As I say, we know this rationally, but when you’ve just hours before been told that your child has something like Down’s syndrome, those rational thoughts are the ones you have to purposely focus on. Your first thought is more like, “Oh my god, this is the unknown. How will my child do X, Y, and Z? How hard will he have to fight? How will I make sure he doesn’t get hurt? How will I make sure the world is kind to him?”

And perhaps the thing that we struggled with the most was one person’s comments that “Down’s people can now live into their 30s or 40s.” What? You’re telling me that we will likely outlive our son? That is not what we needed to hear right after he was born.
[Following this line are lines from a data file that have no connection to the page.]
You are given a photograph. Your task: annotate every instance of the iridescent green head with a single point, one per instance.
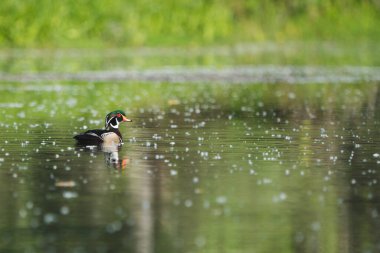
(114, 118)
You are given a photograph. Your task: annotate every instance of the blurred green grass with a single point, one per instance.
(118, 23)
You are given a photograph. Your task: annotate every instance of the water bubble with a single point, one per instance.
(221, 200)
(65, 210)
(69, 194)
(188, 203)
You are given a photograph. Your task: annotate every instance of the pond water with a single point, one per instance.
(205, 166)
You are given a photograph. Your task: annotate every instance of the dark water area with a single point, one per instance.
(284, 166)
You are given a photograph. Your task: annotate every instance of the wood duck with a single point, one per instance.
(108, 136)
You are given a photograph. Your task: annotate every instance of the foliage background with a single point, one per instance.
(119, 23)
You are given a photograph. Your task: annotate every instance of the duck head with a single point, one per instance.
(113, 119)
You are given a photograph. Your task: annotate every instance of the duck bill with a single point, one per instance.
(125, 119)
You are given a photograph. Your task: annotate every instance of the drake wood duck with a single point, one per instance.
(108, 136)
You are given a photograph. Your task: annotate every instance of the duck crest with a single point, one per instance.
(108, 136)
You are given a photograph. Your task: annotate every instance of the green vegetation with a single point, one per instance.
(96, 23)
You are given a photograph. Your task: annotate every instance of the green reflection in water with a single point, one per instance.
(206, 168)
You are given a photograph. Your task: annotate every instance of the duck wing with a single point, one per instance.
(91, 137)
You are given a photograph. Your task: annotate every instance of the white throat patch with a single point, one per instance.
(114, 126)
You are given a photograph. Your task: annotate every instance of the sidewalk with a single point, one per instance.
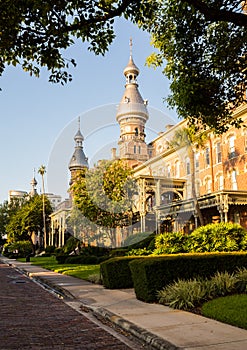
(156, 325)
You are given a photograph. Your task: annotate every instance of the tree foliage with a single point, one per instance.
(35, 34)
(27, 219)
(201, 42)
(204, 45)
(104, 195)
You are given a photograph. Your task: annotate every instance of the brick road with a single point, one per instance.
(33, 318)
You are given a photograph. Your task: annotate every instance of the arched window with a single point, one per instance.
(177, 169)
(234, 179)
(187, 164)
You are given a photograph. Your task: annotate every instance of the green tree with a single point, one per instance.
(203, 45)
(28, 219)
(104, 195)
(42, 171)
(7, 210)
(191, 139)
(202, 42)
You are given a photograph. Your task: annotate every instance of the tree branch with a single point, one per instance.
(215, 14)
(109, 14)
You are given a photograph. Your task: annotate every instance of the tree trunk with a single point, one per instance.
(193, 186)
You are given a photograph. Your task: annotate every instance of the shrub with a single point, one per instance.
(189, 294)
(71, 244)
(222, 237)
(20, 249)
(170, 243)
(95, 250)
(81, 259)
(61, 258)
(151, 274)
(241, 280)
(136, 238)
(116, 273)
(223, 283)
(95, 278)
(50, 249)
(138, 252)
(185, 295)
(118, 252)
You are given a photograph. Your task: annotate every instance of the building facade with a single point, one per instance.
(219, 176)
(179, 186)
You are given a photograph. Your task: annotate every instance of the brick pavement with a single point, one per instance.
(32, 318)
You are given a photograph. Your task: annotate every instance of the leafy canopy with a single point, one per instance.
(204, 45)
(104, 196)
(201, 42)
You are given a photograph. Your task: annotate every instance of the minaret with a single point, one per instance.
(78, 160)
(33, 184)
(132, 116)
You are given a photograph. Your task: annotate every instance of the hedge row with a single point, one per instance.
(80, 259)
(150, 274)
(116, 274)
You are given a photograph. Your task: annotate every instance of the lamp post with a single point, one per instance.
(42, 171)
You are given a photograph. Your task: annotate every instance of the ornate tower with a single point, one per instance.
(33, 184)
(132, 116)
(78, 160)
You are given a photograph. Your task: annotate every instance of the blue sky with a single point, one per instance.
(39, 119)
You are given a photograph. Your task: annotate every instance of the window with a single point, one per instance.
(231, 146)
(187, 163)
(207, 157)
(220, 181)
(207, 185)
(234, 179)
(218, 153)
(197, 187)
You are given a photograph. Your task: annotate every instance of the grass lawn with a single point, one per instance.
(79, 271)
(230, 309)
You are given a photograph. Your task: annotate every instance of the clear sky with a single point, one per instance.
(39, 119)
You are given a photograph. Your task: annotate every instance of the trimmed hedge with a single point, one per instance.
(116, 273)
(85, 259)
(151, 274)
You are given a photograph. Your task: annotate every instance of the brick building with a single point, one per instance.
(219, 173)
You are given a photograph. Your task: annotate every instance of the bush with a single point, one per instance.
(185, 295)
(136, 238)
(50, 249)
(222, 237)
(190, 294)
(61, 258)
(81, 259)
(139, 252)
(151, 274)
(170, 243)
(241, 280)
(19, 249)
(116, 273)
(71, 244)
(95, 250)
(118, 252)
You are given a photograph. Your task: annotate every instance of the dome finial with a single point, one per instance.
(79, 123)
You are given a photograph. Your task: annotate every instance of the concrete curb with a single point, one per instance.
(138, 332)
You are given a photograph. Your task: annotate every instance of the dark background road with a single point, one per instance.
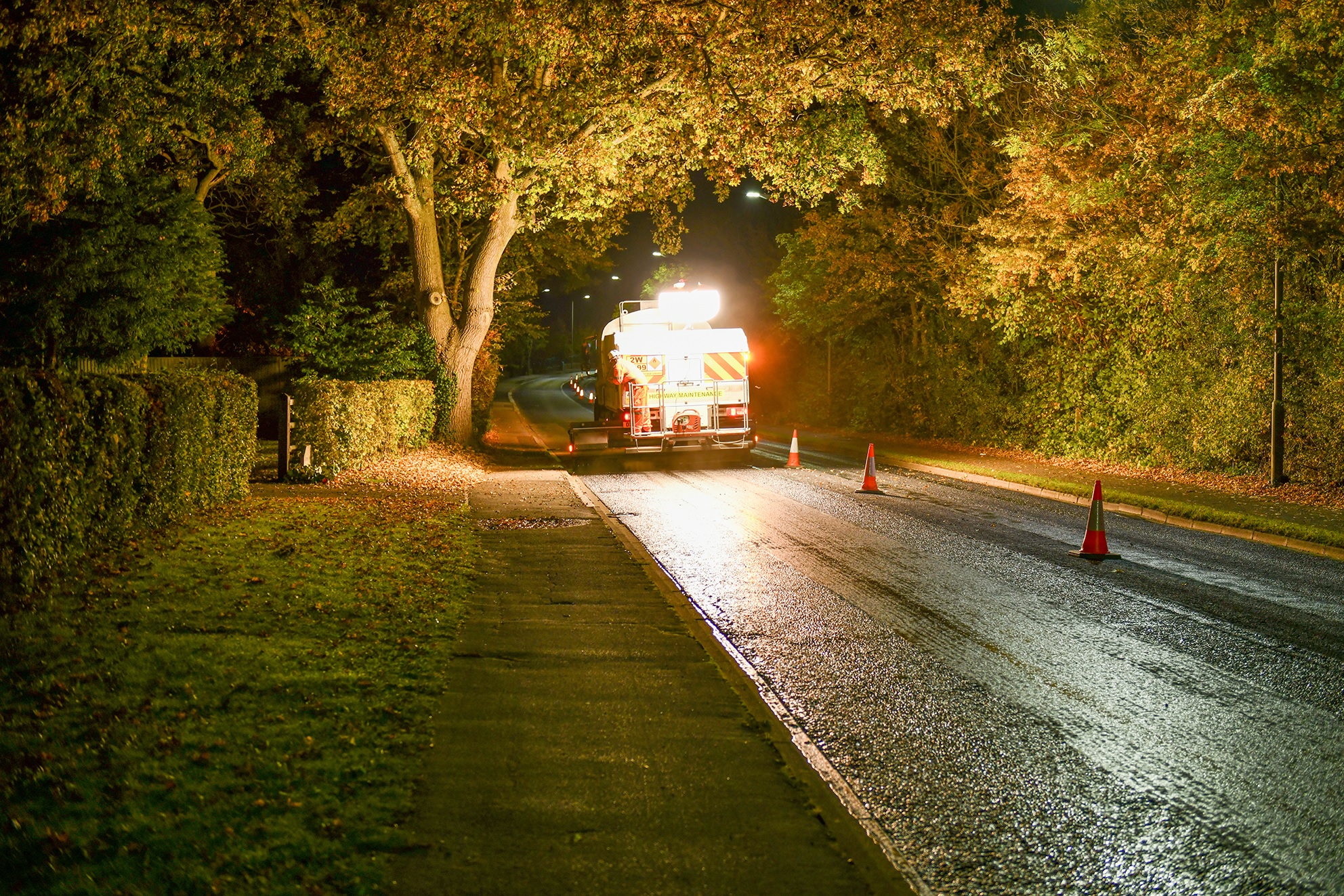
(1017, 719)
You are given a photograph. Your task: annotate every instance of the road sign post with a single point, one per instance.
(284, 427)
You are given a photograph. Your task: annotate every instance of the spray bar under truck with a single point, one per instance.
(667, 381)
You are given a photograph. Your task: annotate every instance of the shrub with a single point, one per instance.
(86, 460)
(347, 423)
(202, 441)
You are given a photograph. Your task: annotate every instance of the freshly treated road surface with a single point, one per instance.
(1019, 721)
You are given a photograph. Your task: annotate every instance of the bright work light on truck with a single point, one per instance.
(690, 308)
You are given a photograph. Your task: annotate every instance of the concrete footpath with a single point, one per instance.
(590, 743)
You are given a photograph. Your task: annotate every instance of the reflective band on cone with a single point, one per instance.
(870, 475)
(1094, 542)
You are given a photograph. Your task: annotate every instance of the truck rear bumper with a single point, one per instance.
(612, 440)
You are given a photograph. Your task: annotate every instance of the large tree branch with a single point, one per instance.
(405, 180)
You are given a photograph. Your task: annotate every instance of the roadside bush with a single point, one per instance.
(86, 460)
(202, 441)
(348, 423)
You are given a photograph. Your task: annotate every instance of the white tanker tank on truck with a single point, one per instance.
(670, 382)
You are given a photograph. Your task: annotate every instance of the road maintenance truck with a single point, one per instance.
(670, 382)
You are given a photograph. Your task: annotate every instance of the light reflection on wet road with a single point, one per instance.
(1019, 721)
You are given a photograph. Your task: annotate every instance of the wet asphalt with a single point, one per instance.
(1023, 722)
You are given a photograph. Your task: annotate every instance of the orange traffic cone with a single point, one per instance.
(1094, 543)
(870, 475)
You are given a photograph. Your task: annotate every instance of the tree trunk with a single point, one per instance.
(459, 340)
(479, 308)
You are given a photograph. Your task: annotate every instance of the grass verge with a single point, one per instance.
(1166, 505)
(232, 706)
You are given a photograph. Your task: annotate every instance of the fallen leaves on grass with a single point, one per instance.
(434, 468)
(124, 758)
(530, 523)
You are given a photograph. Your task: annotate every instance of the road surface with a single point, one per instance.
(1019, 721)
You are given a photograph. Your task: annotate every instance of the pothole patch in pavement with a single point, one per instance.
(530, 523)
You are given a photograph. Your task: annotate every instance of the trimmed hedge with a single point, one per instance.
(347, 423)
(202, 441)
(89, 458)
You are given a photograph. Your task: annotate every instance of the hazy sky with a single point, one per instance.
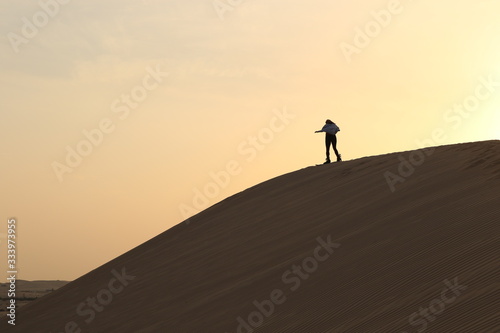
(117, 114)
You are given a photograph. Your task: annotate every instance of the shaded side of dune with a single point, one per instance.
(332, 248)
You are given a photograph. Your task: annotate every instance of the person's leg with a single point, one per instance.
(327, 144)
(334, 145)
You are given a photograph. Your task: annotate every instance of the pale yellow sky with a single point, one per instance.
(157, 98)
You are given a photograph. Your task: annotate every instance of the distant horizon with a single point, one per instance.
(125, 118)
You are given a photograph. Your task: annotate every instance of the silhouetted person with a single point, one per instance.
(330, 139)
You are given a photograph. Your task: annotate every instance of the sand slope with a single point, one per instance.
(433, 242)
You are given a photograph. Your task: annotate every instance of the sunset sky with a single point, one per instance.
(121, 118)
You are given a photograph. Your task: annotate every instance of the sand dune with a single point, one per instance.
(324, 249)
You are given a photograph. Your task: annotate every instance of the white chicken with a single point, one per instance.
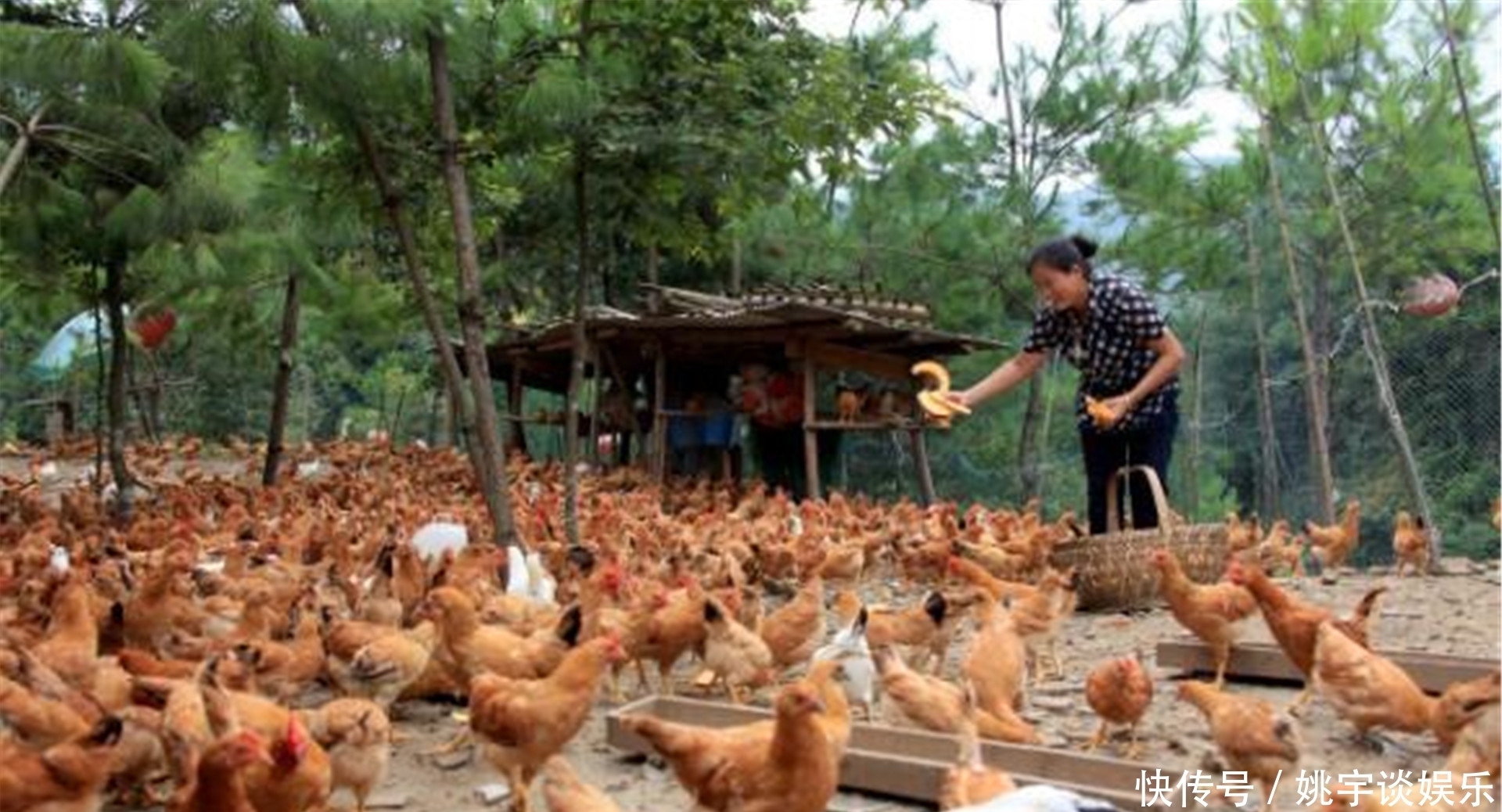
(858, 670)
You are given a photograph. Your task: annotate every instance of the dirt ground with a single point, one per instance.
(1454, 614)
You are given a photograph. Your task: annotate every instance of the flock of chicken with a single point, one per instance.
(161, 661)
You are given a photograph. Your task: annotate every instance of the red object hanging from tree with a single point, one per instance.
(153, 329)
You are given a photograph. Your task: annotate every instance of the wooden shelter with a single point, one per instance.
(695, 341)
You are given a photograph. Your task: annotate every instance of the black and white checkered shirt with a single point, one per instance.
(1109, 346)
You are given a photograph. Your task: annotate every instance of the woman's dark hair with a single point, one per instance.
(1064, 254)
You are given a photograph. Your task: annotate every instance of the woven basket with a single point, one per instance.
(1112, 571)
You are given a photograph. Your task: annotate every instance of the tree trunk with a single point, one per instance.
(282, 387)
(395, 209)
(119, 357)
(17, 155)
(576, 374)
(1191, 490)
(1319, 439)
(1371, 341)
(1268, 478)
(472, 318)
(1026, 452)
(1471, 125)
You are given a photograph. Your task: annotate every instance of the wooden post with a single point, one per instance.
(658, 419)
(925, 476)
(810, 434)
(595, 410)
(516, 392)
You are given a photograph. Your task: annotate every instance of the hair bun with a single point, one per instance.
(1085, 245)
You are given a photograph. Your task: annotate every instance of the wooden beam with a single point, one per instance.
(1263, 661)
(658, 419)
(879, 365)
(906, 763)
(810, 433)
(925, 476)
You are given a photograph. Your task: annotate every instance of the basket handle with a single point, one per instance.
(1160, 498)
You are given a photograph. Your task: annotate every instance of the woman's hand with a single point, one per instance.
(1119, 407)
(960, 398)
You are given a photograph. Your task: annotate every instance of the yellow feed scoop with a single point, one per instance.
(935, 397)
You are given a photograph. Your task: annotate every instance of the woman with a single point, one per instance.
(1128, 359)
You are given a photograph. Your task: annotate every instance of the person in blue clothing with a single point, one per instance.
(1128, 359)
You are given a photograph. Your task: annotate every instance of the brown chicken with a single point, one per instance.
(357, 736)
(796, 629)
(735, 653)
(490, 649)
(1409, 544)
(385, 666)
(1119, 692)
(300, 776)
(220, 782)
(925, 627)
(526, 722)
(742, 769)
(1211, 611)
(566, 793)
(1334, 544)
(1367, 689)
(1295, 623)
(939, 706)
(997, 659)
(63, 778)
(1250, 735)
(1462, 702)
(971, 781)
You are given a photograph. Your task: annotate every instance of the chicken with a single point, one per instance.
(1040, 614)
(357, 736)
(1462, 702)
(1334, 544)
(997, 659)
(939, 706)
(1409, 544)
(927, 627)
(566, 793)
(73, 641)
(735, 653)
(747, 771)
(1211, 611)
(490, 649)
(971, 781)
(1249, 733)
(300, 776)
(1119, 692)
(1294, 623)
(793, 632)
(385, 666)
(220, 784)
(526, 722)
(857, 673)
(63, 778)
(1367, 689)
(38, 720)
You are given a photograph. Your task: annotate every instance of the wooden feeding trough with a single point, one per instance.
(904, 763)
(1262, 661)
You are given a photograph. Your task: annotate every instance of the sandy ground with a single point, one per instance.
(1454, 614)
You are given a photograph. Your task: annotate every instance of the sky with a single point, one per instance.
(965, 31)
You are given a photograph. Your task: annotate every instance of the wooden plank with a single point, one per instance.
(906, 763)
(925, 475)
(810, 434)
(1263, 661)
(835, 356)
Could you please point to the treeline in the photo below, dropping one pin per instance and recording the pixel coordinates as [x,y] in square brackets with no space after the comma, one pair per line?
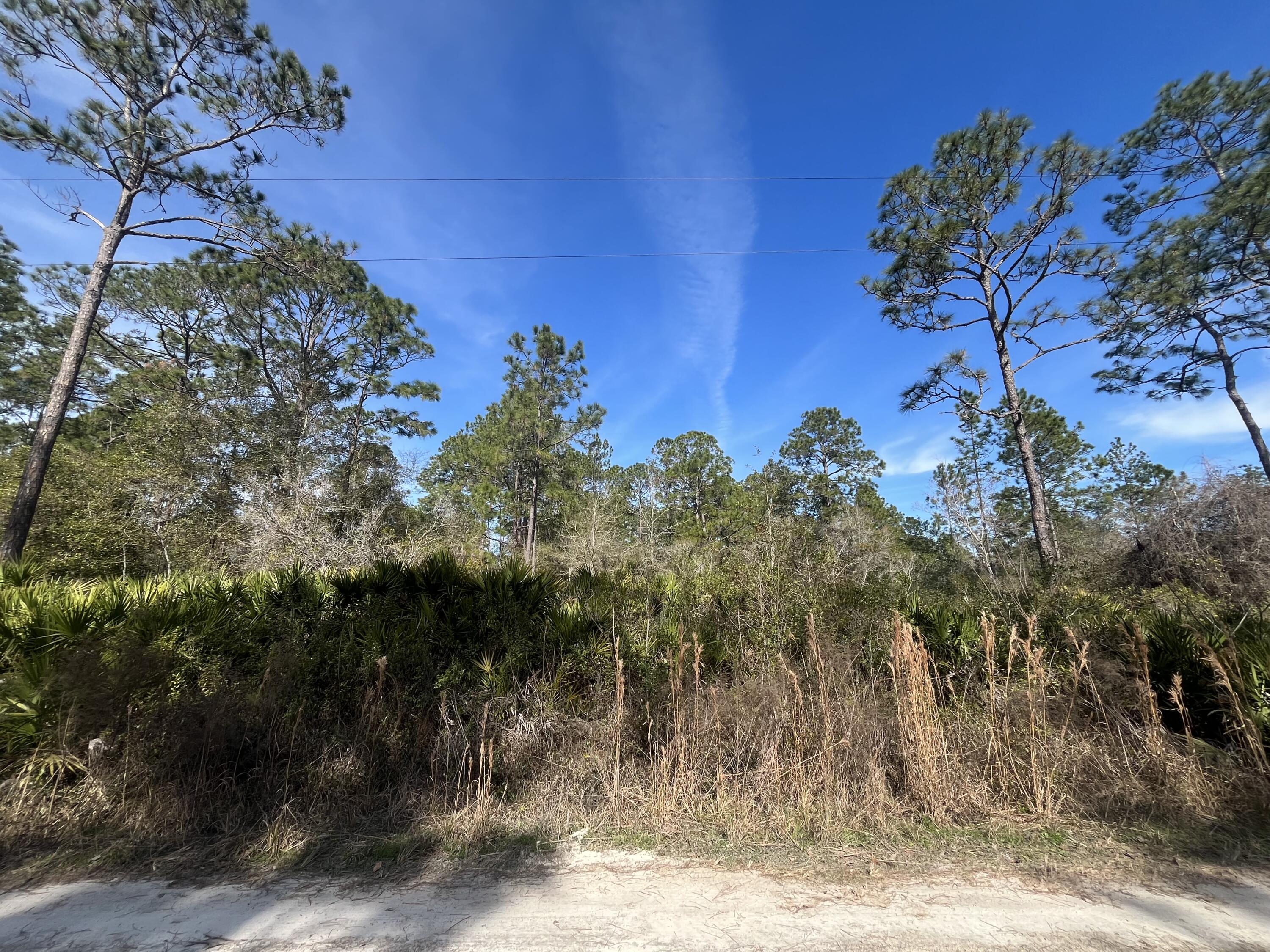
[248,412]
[242,617]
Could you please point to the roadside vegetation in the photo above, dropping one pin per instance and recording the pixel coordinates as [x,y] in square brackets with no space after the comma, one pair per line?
[246,625]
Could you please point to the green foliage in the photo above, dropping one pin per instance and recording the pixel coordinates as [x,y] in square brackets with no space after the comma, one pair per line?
[696,483]
[830,456]
[515,468]
[1194,292]
[157,65]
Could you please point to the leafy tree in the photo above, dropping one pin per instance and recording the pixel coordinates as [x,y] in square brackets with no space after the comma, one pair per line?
[831,460]
[957,263]
[155,66]
[1193,299]
[696,482]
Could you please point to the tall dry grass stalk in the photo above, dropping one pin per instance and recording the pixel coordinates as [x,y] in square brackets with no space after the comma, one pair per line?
[921,737]
[795,752]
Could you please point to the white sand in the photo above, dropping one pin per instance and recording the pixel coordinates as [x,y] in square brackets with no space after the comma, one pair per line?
[630,902]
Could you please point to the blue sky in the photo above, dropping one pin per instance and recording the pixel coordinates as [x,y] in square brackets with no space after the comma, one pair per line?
[740,347]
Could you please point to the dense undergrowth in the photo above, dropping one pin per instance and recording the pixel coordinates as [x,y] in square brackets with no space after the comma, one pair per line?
[262,716]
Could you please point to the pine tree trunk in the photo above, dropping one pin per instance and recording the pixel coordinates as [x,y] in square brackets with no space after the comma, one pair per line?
[533,541]
[1043,527]
[1232,390]
[23,512]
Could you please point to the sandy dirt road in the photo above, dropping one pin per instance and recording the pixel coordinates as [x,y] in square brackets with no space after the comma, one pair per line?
[621,902]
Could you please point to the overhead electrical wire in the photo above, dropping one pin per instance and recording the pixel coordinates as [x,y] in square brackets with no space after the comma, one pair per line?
[520,178]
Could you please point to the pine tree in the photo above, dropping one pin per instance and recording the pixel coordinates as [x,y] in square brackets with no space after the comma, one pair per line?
[957,264]
[1193,299]
[827,452]
[155,66]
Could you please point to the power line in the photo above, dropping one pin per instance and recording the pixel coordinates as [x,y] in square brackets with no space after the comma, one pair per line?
[526,178]
[743,252]
[623,254]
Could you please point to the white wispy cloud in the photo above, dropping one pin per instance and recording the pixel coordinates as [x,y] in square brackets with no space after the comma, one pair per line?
[677,117]
[912,455]
[1190,421]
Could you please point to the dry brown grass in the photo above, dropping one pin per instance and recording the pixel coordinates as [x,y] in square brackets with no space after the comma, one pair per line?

Granted, 30 or 40 years is far better than a child who is born and given a couple of years to live--we know that, just as we know that there are so many worse things he could have than Down syndrome. But again, it’s just a lot to process when you’ve just had what you were expecting to be a perfectly healthy baby! Lump that in with the stress of an emergency C-section and moments of wondering whether your child was even going to live--and you can see why we were confused and overwhelmed.

But now, with two days of Sam’s life in our pockets, here is what we know: Sam is amazing. And yes, we still periodically start to cry when we think about things like kids who will make fun of him as a “retard” or whatever kids say these days. (Back in my day it was “retard,” and I’m sure there’s some equally unkind term floating around nowadays.) But we remind ourselves that Down’s syndrome is a small part of what makes up Sam. It is something he has, not what he is. Right now, he is an incredibly sweet newborn who charms everyone who meets him. He is snuggly and loving and seriously the calmest baby I’ve ever seen. He is adorable and amazing and doing all of those cute newborn things they do! And someday, he’ll be Sam who likes to eat X, Y, and Z; who likes to play A, B, and C; who goes to school and studies D, E, and F; and whose hobbies include G, H, and I…oh, and who happens to have Down syndrome. And he will be Sam, who is loved unconditionally by his family. Whose best friend is his terrific big brother, Theo. Whose parents are his biggest champions (perhaps next to that awesome big brother of his). Who has goals every bit as important as those of his older brother. He will be Samuel Ames Small, man of many talents and much joy. He will not be Sam, our flawed Down syndrome child. He will be loved, and he will love.

And what of Theo? His world will be enriched by having such a special little brother. He will learn empathy and caring for others because of his bond with his little brother. Theo will have the same amazing life we’ve always expected for him--enhanced by the addition of one terrific little brother. I should note that he is already head-over-heels for Sam, and he is unbelievably sweet about trying to help with the baby. Notice the happiness on Theo’s face in this week’s pictures--he digs his little bro!

So that, folks, is what we have: two perfect little boys. They are the boys we were meant to have, and we cherish the fact that we were able to have them. We thank whatever divine entity saved little Sam in that labor/operating room. We thank fate for bringing us all together as a family of four.